Friday, January 16, 2009

Just...WOW!

It is dark outside my door. It is also quite cold - 12*F; however, me and mine (the dogs and cat currently) are inside and quite warm. I have never been more thankful for the blessings I have received than today, and I can't give you a solid, concrete reason why today more than any other day previously.

For the first time in many, many months everything is genuinely "working out" the way they are supposed to - good. I have not forgotten The News, or any of you, Dear Readers, and I am struggling trying to keep everything in my home moving forward as well as on-line and at the new job. This "working" thing is causing me some stress on the emotional side because I want to succeed and excel, and, at the same time, I am enjoying it to the point I am almost giddy when I get home from training!

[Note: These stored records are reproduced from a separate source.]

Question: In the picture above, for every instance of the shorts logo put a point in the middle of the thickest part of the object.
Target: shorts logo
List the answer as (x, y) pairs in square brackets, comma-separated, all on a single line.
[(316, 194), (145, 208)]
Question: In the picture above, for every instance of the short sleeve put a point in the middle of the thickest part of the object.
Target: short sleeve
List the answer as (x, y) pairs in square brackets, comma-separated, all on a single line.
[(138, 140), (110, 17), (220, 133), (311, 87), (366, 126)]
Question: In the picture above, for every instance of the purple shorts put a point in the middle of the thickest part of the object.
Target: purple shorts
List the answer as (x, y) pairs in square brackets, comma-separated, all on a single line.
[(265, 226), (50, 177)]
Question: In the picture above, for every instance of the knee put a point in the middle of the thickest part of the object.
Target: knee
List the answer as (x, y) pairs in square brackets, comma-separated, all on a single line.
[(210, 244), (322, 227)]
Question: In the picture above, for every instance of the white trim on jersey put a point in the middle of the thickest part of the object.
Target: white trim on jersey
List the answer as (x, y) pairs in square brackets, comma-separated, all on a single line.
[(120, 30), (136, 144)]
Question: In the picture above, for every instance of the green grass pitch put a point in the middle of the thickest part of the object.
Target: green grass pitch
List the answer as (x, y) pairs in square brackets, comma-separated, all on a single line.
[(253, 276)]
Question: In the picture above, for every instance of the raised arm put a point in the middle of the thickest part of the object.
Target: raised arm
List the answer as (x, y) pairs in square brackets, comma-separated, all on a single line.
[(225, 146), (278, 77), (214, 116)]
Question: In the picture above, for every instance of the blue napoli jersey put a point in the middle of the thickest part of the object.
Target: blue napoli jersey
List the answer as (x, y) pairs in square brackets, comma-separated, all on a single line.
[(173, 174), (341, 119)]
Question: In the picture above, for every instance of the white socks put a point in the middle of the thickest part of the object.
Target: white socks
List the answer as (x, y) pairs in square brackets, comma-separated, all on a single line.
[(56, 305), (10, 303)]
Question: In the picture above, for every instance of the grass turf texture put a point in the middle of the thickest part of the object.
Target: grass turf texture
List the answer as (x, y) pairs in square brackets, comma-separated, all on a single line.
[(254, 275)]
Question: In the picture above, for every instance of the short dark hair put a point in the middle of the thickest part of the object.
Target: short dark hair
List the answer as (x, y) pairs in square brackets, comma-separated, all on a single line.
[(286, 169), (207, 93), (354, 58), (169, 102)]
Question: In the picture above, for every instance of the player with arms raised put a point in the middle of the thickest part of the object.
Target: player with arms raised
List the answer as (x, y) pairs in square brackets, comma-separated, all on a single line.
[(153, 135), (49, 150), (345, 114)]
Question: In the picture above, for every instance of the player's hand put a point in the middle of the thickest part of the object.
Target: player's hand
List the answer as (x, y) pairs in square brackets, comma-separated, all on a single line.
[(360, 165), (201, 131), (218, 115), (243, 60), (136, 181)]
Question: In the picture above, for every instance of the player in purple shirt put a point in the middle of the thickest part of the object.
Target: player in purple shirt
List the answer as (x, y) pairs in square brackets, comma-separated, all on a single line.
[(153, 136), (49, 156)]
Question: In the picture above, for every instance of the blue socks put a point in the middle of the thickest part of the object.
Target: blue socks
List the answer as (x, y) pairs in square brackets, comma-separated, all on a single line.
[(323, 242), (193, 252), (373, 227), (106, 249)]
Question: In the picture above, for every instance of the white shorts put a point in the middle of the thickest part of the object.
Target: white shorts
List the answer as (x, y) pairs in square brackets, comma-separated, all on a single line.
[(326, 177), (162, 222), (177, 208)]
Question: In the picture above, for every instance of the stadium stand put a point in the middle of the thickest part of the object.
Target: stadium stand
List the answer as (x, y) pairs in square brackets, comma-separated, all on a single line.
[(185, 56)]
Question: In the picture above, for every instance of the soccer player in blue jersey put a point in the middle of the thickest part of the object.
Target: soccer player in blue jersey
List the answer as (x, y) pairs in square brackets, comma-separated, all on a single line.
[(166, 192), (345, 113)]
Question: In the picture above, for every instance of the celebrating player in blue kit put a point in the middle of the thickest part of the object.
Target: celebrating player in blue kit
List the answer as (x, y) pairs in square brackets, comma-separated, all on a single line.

Each day I have thought of this or that I would like to share with you all on The News, and by the time I get home and relaxed some, there is supper to fix and husbands to amuse and please, and dogs to play with until before I know it the time has arrived for going to bed! I have not had the day fly passed like this in my life, not even at school did this happen! It is wonderful, and, at the same time, it makes me sad because I really would like to share some things with you as well as preserve the day as it progresses and thus ends. Hopefully this will not become a habit: only updating on Fridays or the weekends.

It is my deepest hope that, as the work weeks progress and schedules are developed, I will be able to update daily, or semi-daily.

I have not told anyone at work I blog. I am not ashamed, of course, we all know this, but I do not know these strangers yet, although I believe we all will work together quite well. Plus, the manager is a stickler for "not giving out company information" and since I don't exactly know what is considered "company information" I am quite reluctant to let it out that I blog to them, or tell all of you very much of what is happening at work as far as training is concerned.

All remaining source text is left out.